New pollution prevention regulations too vague
Although the new integrated pollution prevention and control (IPPC) regulations are vague in their requirements for the depth of reporting required from companies applying to carry out potentially polluting activities, firms which do not carry out sufficient surveys will leave themselves exposed to future problems, according to an environmental lawyer.
At a joint Environment Agency and Confederation of British Industries (CBI) conference on the new regime, Mark Brumwell, a partner with SJ Berwin & Co, specialising in environmental law, outlined the importance of carrying out adequate site surveys in order for companies to protect themselves against future legal and environmental risks.
The new IPPC regulations are being phased in between 2001 and 2007, starting with the paper and pulp industry at the end of February this year, following a three year preparation period by the Environment Agency, an Agency spokesperson told edie. The new regime will require companies which are intending to carry out potentially polluting activities to compile two site reports, one prior to the activity, and one following it, which will indicate how the site has deteriorated.
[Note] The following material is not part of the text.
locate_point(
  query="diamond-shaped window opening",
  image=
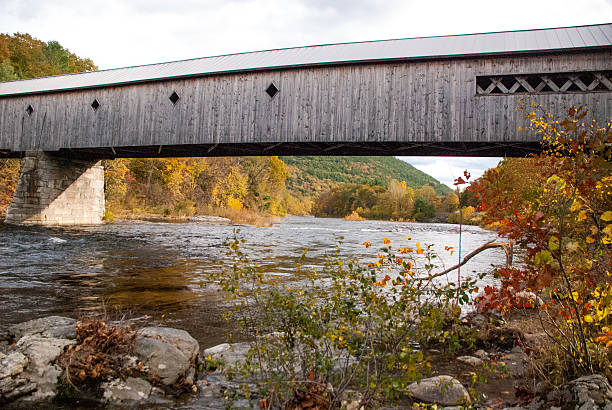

However, according to Brumwell, the Government’s regulations are vague, leaving the detail and precise scope of the reports to the companies concerned. “How much effort should be devoted to the preparation of a site report?” asks Brumwell. “The answer lies in the site operator’s attitude towards risk, and the potential for cost savings in preparing one report for many purposes.”
“The less investigation undertaken and information provided in the initial site report, the greater the risk that a permit holder will be required to clean up contamination caused before the … permit is granted,” explained Brumwell. “A less comprehensive site report is also unlikely to satisfy commercial purchasers and funders and would not be desirable for a company keen to emphasise its ‘green’ credentials.”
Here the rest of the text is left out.